Giovedì 18 gennaio il cardinale ha visitato il centro sanitario Saint Jean di Cotonou, che assiste la popolazione con vari servizi medici. Avviato nel 1963 dalle suore della congregazione Saint Joseph di Lione, attualmente è sotto la responsabilità dell’ordinario locale, l’arcivescovo Roger Houngbédji. Quindi il prefetto del Dssui ha incontrato separatamente i presuli delle Conferenze episcopali del Togo e del Benin. E ieri, venerdì 19, ha partecipato a un incontro con le Commissioni episcopali per la pastorale sociale e le Congregazioni religiose che operano nel medesimo campo.
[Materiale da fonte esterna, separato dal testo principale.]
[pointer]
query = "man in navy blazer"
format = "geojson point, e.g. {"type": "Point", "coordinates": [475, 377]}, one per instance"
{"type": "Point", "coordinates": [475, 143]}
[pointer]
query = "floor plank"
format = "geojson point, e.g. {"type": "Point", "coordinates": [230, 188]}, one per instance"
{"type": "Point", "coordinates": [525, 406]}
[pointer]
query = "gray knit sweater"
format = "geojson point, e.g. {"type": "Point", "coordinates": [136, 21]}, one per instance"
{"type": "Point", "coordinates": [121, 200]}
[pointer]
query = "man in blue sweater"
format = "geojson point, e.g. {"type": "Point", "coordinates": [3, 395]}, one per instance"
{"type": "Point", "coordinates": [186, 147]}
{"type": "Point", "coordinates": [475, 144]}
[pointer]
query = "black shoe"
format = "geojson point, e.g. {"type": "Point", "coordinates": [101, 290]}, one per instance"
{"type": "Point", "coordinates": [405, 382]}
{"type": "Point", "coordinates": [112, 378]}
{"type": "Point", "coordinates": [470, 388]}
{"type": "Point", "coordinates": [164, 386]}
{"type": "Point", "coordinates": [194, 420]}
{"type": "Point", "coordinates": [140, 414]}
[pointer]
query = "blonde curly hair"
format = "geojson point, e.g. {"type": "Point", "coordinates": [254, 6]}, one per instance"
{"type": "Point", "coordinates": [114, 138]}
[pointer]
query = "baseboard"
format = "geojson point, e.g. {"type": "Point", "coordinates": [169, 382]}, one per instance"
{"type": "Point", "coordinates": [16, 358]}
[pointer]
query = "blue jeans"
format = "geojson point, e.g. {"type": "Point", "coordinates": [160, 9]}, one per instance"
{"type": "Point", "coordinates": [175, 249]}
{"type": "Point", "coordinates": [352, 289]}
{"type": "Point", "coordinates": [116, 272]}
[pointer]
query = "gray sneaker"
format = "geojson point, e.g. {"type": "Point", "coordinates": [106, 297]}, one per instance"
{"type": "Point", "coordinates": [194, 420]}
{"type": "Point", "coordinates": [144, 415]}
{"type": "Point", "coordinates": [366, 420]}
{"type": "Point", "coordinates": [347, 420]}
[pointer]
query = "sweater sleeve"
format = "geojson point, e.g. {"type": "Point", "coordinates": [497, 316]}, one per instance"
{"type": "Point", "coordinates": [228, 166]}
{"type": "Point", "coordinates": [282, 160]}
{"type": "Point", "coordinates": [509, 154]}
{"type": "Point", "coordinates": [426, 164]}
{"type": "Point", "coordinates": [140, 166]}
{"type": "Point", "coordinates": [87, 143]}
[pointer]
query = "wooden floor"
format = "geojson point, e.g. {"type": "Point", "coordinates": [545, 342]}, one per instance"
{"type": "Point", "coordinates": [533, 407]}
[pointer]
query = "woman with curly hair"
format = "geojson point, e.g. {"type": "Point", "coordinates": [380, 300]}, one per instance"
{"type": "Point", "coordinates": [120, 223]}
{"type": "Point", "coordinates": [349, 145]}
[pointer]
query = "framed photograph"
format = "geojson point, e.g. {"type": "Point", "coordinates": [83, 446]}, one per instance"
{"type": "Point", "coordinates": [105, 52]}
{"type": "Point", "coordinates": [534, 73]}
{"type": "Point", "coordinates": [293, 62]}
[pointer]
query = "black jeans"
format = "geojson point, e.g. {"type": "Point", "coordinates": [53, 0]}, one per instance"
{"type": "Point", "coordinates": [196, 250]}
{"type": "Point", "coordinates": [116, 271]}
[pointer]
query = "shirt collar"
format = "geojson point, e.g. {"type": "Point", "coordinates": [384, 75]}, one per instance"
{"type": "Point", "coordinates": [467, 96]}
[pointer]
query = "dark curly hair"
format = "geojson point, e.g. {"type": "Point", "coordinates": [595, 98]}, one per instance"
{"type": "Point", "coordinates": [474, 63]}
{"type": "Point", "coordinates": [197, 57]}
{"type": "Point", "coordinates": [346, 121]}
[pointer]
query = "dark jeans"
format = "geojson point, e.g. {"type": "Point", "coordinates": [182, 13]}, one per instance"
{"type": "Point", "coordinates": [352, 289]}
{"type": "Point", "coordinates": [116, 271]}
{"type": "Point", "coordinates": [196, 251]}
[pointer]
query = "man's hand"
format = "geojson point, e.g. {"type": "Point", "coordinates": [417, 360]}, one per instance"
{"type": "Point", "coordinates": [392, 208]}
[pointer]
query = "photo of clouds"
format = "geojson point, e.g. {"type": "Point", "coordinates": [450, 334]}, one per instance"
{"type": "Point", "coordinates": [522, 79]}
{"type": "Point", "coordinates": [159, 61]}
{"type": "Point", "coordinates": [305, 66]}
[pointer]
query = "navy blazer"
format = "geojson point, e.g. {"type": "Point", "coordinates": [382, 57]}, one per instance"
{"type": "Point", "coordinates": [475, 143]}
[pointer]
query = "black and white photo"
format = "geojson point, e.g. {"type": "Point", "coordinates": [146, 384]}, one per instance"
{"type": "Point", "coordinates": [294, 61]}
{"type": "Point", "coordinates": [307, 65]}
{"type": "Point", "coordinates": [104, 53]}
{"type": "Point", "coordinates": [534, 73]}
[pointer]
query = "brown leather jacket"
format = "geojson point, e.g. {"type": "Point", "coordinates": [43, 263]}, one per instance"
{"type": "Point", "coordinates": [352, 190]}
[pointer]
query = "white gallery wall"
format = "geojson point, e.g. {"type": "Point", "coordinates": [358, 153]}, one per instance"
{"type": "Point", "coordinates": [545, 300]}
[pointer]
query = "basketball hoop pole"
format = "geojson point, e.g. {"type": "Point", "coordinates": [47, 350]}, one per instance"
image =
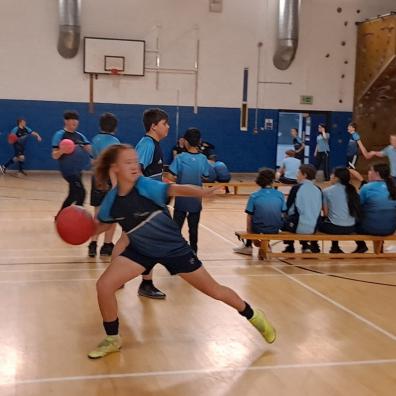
{"type": "Point", "coordinates": [91, 94]}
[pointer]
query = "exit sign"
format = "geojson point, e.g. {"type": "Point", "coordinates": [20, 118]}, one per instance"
{"type": "Point", "coordinates": [306, 99]}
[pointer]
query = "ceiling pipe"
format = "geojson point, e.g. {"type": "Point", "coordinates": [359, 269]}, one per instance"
{"type": "Point", "coordinates": [287, 36]}
{"type": "Point", "coordinates": [69, 27]}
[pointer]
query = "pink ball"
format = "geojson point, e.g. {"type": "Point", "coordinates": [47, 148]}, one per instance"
{"type": "Point", "coordinates": [67, 146]}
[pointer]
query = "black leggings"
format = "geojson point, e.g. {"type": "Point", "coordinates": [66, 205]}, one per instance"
{"type": "Point", "coordinates": [329, 228]}
{"type": "Point", "coordinates": [322, 160]}
{"type": "Point", "coordinates": [76, 191]}
{"type": "Point", "coordinates": [193, 222]}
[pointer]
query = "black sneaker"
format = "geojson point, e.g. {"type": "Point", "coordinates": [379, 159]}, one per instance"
{"type": "Point", "coordinates": [289, 249]}
{"type": "Point", "coordinates": [107, 249]}
{"type": "Point", "coordinates": [314, 248]}
{"type": "Point", "coordinates": [92, 249]}
{"type": "Point", "coordinates": [336, 249]}
{"type": "Point", "coordinates": [360, 249]}
{"type": "Point", "coordinates": [150, 291]}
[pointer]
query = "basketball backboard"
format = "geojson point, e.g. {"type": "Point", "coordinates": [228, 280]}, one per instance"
{"type": "Point", "coordinates": [114, 56]}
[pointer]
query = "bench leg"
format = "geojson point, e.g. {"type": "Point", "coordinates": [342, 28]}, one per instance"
{"type": "Point", "coordinates": [378, 246]}
{"type": "Point", "coordinates": [264, 250]}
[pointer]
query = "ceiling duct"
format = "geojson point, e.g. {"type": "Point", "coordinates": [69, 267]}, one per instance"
{"type": "Point", "coordinates": [69, 27]}
{"type": "Point", "coordinates": [287, 35]}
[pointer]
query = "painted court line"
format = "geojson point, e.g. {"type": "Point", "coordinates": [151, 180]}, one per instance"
{"type": "Point", "coordinates": [266, 275]}
{"type": "Point", "coordinates": [202, 371]}
{"type": "Point", "coordinates": [323, 296]}
{"type": "Point", "coordinates": [338, 305]}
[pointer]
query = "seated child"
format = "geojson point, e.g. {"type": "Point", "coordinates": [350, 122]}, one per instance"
{"type": "Point", "coordinates": [264, 209]}
{"type": "Point", "coordinates": [289, 168]}
{"type": "Point", "coordinates": [304, 205]}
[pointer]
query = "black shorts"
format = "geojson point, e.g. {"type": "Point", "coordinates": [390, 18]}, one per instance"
{"type": "Point", "coordinates": [19, 149]}
{"type": "Point", "coordinates": [97, 196]}
{"type": "Point", "coordinates": [175, 265]}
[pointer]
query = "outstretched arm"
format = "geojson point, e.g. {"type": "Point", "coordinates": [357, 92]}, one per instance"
{"type": "Point", "coordinates": [188, 190]}
{"type": "Point", "coordinates": [37, 136]}
{"type": "Point", "coordinates": [364, 151]}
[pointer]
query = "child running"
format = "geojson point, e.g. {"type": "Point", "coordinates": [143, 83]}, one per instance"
{"type": "Point", "coordinates": [105, 138]}
{"type": "Point", "coordinates": [22, 132]}
{"type": "Point", "coordinates": [189, 168]}
{"type": "Point", "coordinates": [156, 125]}
{"type": "Point", "coordinates": [138, 204]}
{"type": "Point", "coordinates": [71, 165]}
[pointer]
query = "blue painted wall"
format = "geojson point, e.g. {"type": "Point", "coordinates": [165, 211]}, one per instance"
{"type": "Point", "coordinates": [242, 151]}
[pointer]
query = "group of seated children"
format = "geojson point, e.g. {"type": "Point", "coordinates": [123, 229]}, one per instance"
{"type": "Point", "coordinates": [338, 209]}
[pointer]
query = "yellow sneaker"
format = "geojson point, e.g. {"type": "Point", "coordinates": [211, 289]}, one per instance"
{"type": "Point", "coordinates": [260, 322]}
{"type": "Point", "coordinates": [109, 345]}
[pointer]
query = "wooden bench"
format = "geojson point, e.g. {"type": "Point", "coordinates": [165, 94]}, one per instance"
{"type": "Point", "coordinates": [265, 253]}
{"type": "Point", "coordinates": [237, 185]}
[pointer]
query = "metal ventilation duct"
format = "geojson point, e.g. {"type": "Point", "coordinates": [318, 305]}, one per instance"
{"type": "Point", "coordinates": [287, 38]}
{"type": "Point", "coordinates": [69, 27]}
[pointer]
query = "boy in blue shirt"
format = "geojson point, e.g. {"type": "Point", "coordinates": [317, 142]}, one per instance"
{"type": "Point", "coordinates": [304, 205]}
{"type": "Point", "coordinates": [105, 138]}
{"type": "Point", "coordinates": [22, 132]}
{"type": "Point", "coordinates": [289, 168]}
{"type": "Point", "coordinates": [189, 168]}
{"type": "Point", "coordinates": [138, 204]}
{"type": "Point", "coordinates": [71, 165]}
{"type": "Point", "coordinates": [151, 160]}
{"type": "Point", "coordinates": [264, 210]}
{"type": "Point", "coordinates": [390, 152]}
{"type": "Point", "coordinates": [218, 171]}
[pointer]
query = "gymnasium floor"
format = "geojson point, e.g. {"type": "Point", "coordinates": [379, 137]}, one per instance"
{"type": "Point", "coordinates": [335, 336]}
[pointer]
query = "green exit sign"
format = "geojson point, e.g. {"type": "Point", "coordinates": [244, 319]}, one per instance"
{"type": "Point", "coordinates": [306, 99]}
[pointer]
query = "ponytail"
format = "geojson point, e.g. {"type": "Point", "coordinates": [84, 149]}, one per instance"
{"type": "Point", "coordinates": [353, 198]}
{"type": "Point", "coordinates": [384, 171]}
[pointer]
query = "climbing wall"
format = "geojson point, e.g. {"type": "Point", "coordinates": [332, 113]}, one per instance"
{"type": "Point", "coordinates": [375, 82]}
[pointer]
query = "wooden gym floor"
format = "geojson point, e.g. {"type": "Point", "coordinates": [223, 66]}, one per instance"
{"type": "Point", "coordinates": [336, 336]}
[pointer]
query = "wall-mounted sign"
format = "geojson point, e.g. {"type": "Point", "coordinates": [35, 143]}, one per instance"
{"type": "Point", "coordinates": [306, 99]}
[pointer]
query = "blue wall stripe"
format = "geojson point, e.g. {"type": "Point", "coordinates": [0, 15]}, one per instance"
{"type": "Point", "coordinates": [241, 151]}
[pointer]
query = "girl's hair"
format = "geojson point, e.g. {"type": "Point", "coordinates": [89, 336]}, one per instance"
{"type": "Point", "coordinates": [103, 163]}
{"type": "Point", "coordinates": [353, 125]}
{"type": "Point", "coordinates": [352, 196]}
{"type": "Point", "coordinates": [265, 177]}
{"type": "Point", "coordinates": [384, 172]}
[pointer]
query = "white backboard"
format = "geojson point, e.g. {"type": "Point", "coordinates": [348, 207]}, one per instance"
{"type": "Point", "coordinates": [102, 55]}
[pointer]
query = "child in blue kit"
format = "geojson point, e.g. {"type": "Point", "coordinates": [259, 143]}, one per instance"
{"type": "Point", "coordinates": [189, 168]}
{"type": "Point", "coordinates": [138, 204]}
{"type": "Point", "coordinates": [22, 132]}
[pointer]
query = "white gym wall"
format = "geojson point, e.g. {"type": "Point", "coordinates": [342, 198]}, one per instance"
{"type": "Point", "coordinates": [31, 67]}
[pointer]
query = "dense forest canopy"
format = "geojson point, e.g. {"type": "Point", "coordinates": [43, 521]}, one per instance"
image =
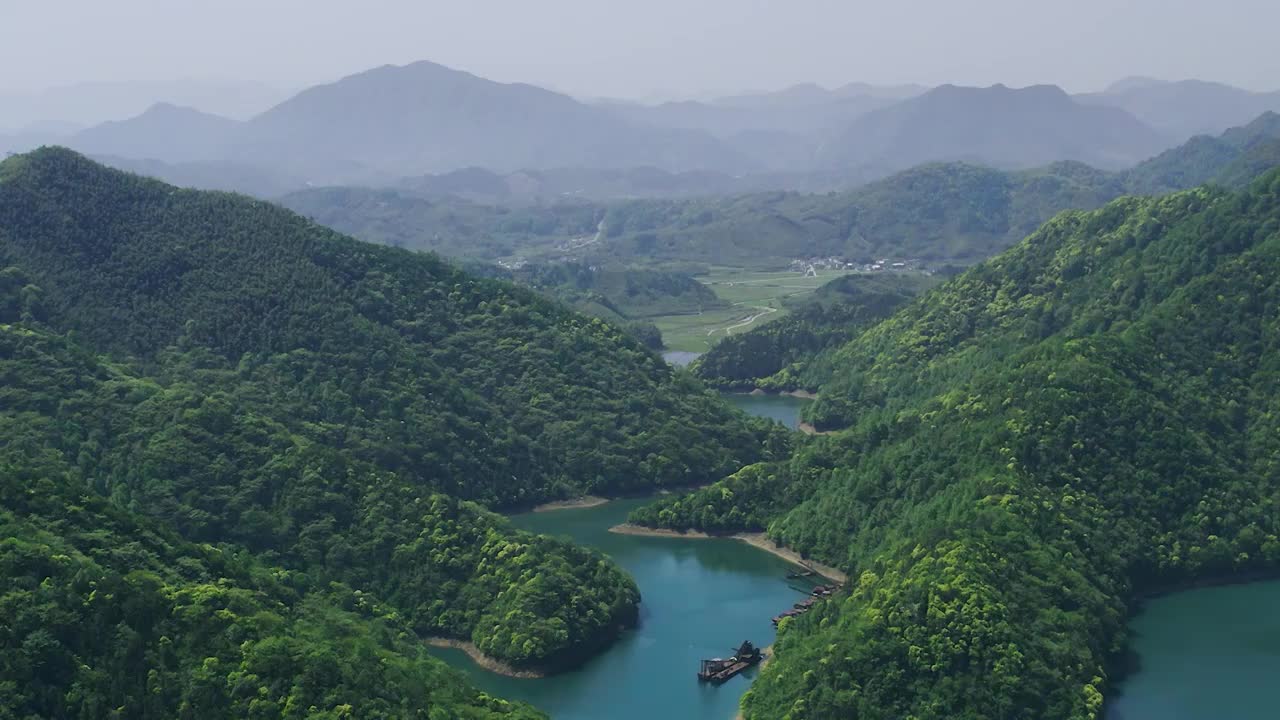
{"type": "Point", "coordinates": [1019, 455]}
{"type": "Point", "coordinates": [222, 372]}
{"type": "Point", "coordinates": [794, 352]}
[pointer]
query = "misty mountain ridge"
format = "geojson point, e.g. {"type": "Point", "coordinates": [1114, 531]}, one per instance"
{"type": "Point", "coordinates": [1185, 108]}
{"type": "Point", "coordinates": [421, 119]}
{"type": "Point", "coordinates": [995, 126]}
{"type": "Point", "coordinates": [164, 131]}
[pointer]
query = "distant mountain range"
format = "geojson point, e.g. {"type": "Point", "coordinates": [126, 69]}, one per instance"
{"type": "Point", "coordinates": [1185, 108]}
{"type": "Point", "coordinates": [73, 106]}
{"type": "Point", "coordinates": [429, 122]}
{"type": "Point", "coordinates": [995, 126]}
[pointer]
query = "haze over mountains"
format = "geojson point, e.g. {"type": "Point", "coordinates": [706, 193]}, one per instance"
{"type": "Point", "coordinates": [429, 121]}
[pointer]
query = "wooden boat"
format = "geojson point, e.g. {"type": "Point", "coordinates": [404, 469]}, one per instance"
{"type": "Point", "coordinates": [717, 670]}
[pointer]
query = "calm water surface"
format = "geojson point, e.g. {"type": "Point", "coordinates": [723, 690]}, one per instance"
{"type": "Point", "coordinates": [680, 358]}
{"type": "Point", "coordinates": [1210, 654]}
{"type": "Point", "coordinates": [781, 408]}
{"type": "Point", "coordinates": [700, 598]}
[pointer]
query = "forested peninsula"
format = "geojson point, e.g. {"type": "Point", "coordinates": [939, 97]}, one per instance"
{"type": "Point", "coordinates": [287, 443]}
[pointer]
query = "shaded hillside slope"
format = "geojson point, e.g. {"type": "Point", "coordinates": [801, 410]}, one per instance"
{"type": "Point", "coordinates": [1020, 454]}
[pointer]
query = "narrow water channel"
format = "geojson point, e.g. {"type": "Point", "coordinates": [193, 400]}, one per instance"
{"type": "Point", "coordinates": [1210, 654]}
{"type": "Point", "coordinates": [700, 598]}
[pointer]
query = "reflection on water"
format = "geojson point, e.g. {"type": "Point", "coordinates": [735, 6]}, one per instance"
{"type": "Point", "coordinates": [702, 598]}
{"type": "Point", "coordinates": [1210, 654]}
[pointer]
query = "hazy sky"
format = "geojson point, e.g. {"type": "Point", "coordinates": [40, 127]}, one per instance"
{"type": "Point", "coordinates": [644, 48]}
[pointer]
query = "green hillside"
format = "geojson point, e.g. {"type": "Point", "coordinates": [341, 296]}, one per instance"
{"type": "Point", "coordinates": [950, 213]}
{"type": "Point", "coordinates": [225, 370]}
{"type": "Point", "coordinates": [1019, 456]}
{"type": "Point", "coordinates": [108, 615]}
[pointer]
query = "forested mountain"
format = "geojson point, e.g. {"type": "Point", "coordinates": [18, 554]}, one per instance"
{"type": "Point", "coordinates": [1023, 452]}
{"type": "Point", "coordinates": [402, 121]}
{"type": "Point", "coordinates": [164, 132]}
{"type": "Point", "coordinates": [225, 370]}
{"type": "Point", "coordinates": [1185, 108]}
{"type": "Point", "coordinates": [626, 292]}
{"type": "Point", "coordinates": [575, 185]}
{"type": "Point", "coordinates": [1233, 159]}
{"type": "Point", "coordinates": [795, 352]}
{"type": "Point", "coordinates": [376, 127]}
{"type": "Point", "coordinates": [950, 213]}
{"type": "Point", "coordinates": [86, 104]}
{"type": "Point", "coordinates": [993, 126]}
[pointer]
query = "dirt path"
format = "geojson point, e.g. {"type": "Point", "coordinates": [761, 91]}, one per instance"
{"type": "Point", "coordinates": [484, 660]}
{"type": "Point", "coordinates": [755, 540]}
{"type": "Point", "coordinates": [585, 501]}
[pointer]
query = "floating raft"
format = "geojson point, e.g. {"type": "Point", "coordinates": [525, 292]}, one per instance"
{"type": "Point", "coordinates": [717, 670]}
{"type": "Point", "coordinates": [817, 593]}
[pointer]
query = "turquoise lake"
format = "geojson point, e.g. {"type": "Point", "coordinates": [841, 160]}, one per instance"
{"type": "Point", "coordinates": [1210, 654]}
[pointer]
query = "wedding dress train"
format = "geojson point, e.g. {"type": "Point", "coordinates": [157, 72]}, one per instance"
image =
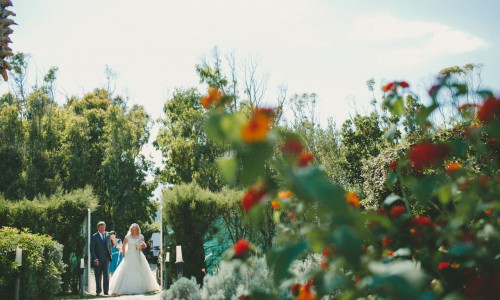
{"type": "Point", "coordinates": [133, 275]}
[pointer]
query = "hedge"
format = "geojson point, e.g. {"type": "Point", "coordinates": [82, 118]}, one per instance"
{"type": "Point", "coordinates": [60, 216]}
{"type": "Point", "coordinates": [42, 267]}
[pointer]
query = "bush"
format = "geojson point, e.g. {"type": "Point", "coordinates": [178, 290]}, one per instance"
{"type": "Point", "coordinates": [235, 280]}
{"type": "Point", "coordinates": [183, 289]}
{"type": "Point", "coordinates": [40, 273]}
{"type": "Point", "coordinates": [61, 216]}
{"type": "Point", "coordinates": [448, 248]}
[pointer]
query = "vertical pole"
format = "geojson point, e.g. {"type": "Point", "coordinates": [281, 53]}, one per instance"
{"type": "Point", "coordinates": [18, 284]}
{"type": "Point", "coordinates": [179, 261]}
{"type": "Point", "coordinates": [167, 261]}
{"type": "Point", "coordinates": [161, 244]}
{"type": "Point", "coordinates": [19, 263]}
{"type": "Point", "coordinates": [82, 268]}
{"type": "Point", "coordinates": [88, 249]}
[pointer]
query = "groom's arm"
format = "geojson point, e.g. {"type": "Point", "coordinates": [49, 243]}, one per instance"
{"type": "Point", "coordinates": [92, 249]}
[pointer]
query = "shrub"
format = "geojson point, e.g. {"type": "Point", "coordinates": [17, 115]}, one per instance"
{"type": "Point", "coordinates": [183, 289]}
{"type": "Point", "coordinates": [393, 252]}
{"type": "Point", "coordinates": [40, 273]}
{"type": "Point", "coordinates": [235, 280]}
{"type": "Point", "coordinates": [61, 216]}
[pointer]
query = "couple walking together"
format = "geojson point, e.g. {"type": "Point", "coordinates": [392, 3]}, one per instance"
{"type": "Point", "coordinates": [133, 275]}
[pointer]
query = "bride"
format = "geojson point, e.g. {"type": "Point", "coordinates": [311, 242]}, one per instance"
{"type": "Point", "coordinates": [133, 275]}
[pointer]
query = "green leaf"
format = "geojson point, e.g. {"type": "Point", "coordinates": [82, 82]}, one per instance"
{"type": "Point", "coordinates": [390, 133]}
{"type": "Point", "coordinates": [213, 128]}
{"type": "Point", "coordinates": [228, 167]}
{"type": "Point", "coordinates": [399, 106]}
{"type": "Point", "coordinates": [253, 162]}
{"type": "Point", "coordinates": [391, 199]}
{"type": "Point", "coordinates": [280, 258]}
{"type": "Point", "coordinates": [311, 185]}
{"type": "Point", "coordinates": [349, 244]}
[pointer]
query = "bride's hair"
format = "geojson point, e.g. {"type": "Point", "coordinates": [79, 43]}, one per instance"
{"type": "Point", "coordinates": [136, 226]}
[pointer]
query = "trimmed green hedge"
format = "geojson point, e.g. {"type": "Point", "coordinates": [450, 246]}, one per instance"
{"type": "Point", "coordinates": [61, 216]}
{"type": "Point", "coordinates": [40, 273]}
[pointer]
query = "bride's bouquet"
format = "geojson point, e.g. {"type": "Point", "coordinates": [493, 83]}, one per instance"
{"type": "Point", "coordinates": [140, 245]}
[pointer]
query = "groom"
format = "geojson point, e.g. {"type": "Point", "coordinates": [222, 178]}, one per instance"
{"type": "Point", "coordinates": [100, 251]}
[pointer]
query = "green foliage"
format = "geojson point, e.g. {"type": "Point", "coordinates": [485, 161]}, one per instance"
{"type": "Point", "coordinates": [42, 264]}
{"type": "Point", "coordinates": [61, 216]}
{"type": "Point", "coordinates": [395, 252]}
{"type": "Point", "coordinates": [188, 155]}
{"type": "Point", "coordinates": [191, 212]}
{"type": "Point", "coordinates": [92, 141]}
{"type": "Point", "coordinates": [361, 138]}
{"type": "Point", "coordinates": [376, 172]}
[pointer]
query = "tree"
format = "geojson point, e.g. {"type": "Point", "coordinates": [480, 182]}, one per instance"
{"type": "Point", "coordinates": [191, 213]}
{"type": "Point", "coordinates": [362, 138]}
{"type": "Point", "coordinates": [188, 155]}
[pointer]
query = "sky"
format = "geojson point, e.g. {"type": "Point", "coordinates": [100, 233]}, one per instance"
{"type": "Point", "coordinates": [330, 48]}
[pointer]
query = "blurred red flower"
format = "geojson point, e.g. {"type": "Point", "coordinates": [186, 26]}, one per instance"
{"type": "Point", "coordinates": [404, 84]}
{"type": "Point", "coordinates": [388, 87]}
{"type": "Point", "coordinates": [489, 110]}
{"type": "Point", "coordinates": [241, 248]}
{"type": "Point", "coordinates": [453, 167]}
Oltre il paradigma tecnocratico


Nel suo discorso il gesuita ha rilanciato il concetto di “ecologia integrale” che «rappresenta un nuovo paradigma spirituale, economico e culturale con cui superare quello che Papa Francesco definisce il “paradigma tecnocratico dominante”. Fedele al concilio Vaticano ii , il Santo Padre sviluppa le consapevolezze già presenti in Gaudium et spes (1965) e Populorum progressio (1967) nell’attuale drammatico scenario di cui l’Africa è testimone giovane, sofferente e credibile». Da qui l’invito ad «abitare con amore e con lucidità le sfide drammatiche affrontate ogni giorno, riconoscendo in esse la vocazione a una missione non solo locale, ma universale. Questo consente di non sentirsi chiusi in problemi troppo grandi e in dinamiche ecclesiali o personali troppo piccole».

Educazione ambientale e formazione


In proposito il relatore ritiene fondamentale il rapporto tra i Dicasteri della Santa Sede e le Chiese locali che «molto può donare a un’umanità segnata da divisioni, diseguaglianze e conflitti, sempre più numerosi».

Stamane, l’ultima tappa del viaggio con la tavola rotonda sull’iniziativa «Chiesa verde», promossa dall’arcidiocesi di Cotonou e incentrata su due direttrici: da un lato l’educazione ambientale, in particolare la gestione dei rifiuti e la formazione degli operatori pastorali; dall’altro, la promozione ambientale ed ecologica per la lotta contro i cambiamenti climatici. «La Chiesa in Benin — ha detto Czerny — ha scelto di raggiungere direttamente o indirettamente famiglie, parrocchie, diocesi, istituti scolastici e mondo accademico, strutture assistenziali e sanitarie, movimenti laicali, i settori economici e gli ambienti religiosi»: in pratica tutti «i potenziali produttori di rifiuti e consumatori di energia e al contempo soggetti interessati al raggiungimento degli obiettivi di sviluppo sostenibile, tra cui la lotta alla povertà e alla fame, l’accesso universale all’acqua potabile, città e comunità sostenibili». E ciò in un Paese, ha aggiunto, in cui è esemplare la convivenza pacifica tra credenti: cristiani, musulmani, e praticanti religioni tradizionali. «Il motto della Repubblica del Benin è “Fraternità, Giustizia, Lavoro” — ha concluso il prefetto — ed è rappresentato nello stemma da due cornucopie di sabbia da cui emergono due spighe di grano» dunque «tre elementi di cui due sono disponibili in natura e uno richiede lavoro umano. Questo ci invita a iniziare a lavorare in modo responsabile rimanendo umili perché Dio è il Creatore, il Signore, e noi dipendiamo dalla Provvidenza».